Single-cell RNA sequencing reveals S100A8/A9 neutrophils-induced endothelial cell death and lymphocyte infiltration after ischemic stroke.

Stroke is a major global cause of death and disability, with ischemic stroke being the most common type. The disruption of the blood-brain barrier (BBB) is a key factor in the pathophysiology of ischemic stroke, allowing immune cells to infiltrate and worsening neuroinflammation. This study uses single-cell RNA sequencing (scRNA-seq) to examine the transcriptional changes in neutrophils, endothelial cells, and T cells during ischemic stroke. Our findings indicate a significant increase in neutrophil and lymphocyte infiltration, along with a notable decrease in endothelial cell populations, demonstrating severe BBB disruption. Differential gene expression analysis shows that endothelial cells lose important characteristics post-stroke, while lymphocytes activate cytotoxic pathways that may lead to neuronal damage. Additionally, we reveal the contrasting roles of CXCR2 and CXCR4 in neutrophil movement and identify neutrophil-derived damage-associated molecular patterns (DAMPs) and matrix metalloproteinases (MMPs) as key drivers of endothelial cell apoptosis.
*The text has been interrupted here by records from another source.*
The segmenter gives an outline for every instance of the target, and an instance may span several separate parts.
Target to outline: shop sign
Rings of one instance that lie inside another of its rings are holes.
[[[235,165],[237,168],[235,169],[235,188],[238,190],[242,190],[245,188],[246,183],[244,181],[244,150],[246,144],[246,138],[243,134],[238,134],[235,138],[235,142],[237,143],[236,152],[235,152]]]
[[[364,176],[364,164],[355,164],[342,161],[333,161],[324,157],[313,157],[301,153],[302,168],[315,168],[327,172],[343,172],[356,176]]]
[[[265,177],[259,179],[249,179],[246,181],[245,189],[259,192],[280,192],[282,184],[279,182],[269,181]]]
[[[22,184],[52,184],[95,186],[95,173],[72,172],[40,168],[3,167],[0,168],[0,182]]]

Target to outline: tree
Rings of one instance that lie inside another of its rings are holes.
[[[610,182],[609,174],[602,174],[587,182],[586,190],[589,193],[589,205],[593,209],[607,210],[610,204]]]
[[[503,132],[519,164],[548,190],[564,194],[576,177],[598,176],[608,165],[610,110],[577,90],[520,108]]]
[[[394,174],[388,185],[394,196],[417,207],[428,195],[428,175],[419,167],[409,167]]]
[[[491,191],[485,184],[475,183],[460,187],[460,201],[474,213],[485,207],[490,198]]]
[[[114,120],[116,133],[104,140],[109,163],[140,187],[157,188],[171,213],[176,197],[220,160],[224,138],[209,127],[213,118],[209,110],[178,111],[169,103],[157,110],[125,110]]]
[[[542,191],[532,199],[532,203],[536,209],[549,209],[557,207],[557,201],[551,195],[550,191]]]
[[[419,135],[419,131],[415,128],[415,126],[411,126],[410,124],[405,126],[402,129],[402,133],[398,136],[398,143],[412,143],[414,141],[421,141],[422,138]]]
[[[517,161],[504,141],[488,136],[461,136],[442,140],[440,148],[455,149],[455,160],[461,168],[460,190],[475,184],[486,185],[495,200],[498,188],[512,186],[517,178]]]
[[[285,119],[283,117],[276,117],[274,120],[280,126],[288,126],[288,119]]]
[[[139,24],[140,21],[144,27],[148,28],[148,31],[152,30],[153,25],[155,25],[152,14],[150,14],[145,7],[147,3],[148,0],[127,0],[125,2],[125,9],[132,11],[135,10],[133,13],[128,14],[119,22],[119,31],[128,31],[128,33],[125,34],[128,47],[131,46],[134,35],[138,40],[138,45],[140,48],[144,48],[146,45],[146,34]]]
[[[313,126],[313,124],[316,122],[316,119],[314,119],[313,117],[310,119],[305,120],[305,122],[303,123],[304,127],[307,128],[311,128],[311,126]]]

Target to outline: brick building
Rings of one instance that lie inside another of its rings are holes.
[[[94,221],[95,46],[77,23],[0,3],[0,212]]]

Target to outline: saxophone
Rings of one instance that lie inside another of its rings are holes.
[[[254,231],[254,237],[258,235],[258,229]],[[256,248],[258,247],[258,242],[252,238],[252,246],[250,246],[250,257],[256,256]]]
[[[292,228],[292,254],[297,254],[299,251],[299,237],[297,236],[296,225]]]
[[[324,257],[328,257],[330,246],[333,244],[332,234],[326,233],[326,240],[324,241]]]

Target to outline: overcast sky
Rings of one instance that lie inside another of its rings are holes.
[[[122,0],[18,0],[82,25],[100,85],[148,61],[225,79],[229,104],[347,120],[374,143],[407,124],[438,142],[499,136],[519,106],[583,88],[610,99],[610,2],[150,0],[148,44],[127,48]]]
Notably, the S100A8/A9 inhibitor paquinimod significantly protects neurons and reduces lymphocyte infiltration, suggesting that targeting S100A8/A9 could be a promising therapeutic strategy for reducing neurological deficits after ischemic stroke. Overall, these results enhance our understanding of the complex interactions between immune cells and the BBB in ischemic stroke, paving the way for innovative therapeutic approaches aimed at maintaining brain integrity and improving patient outcomes.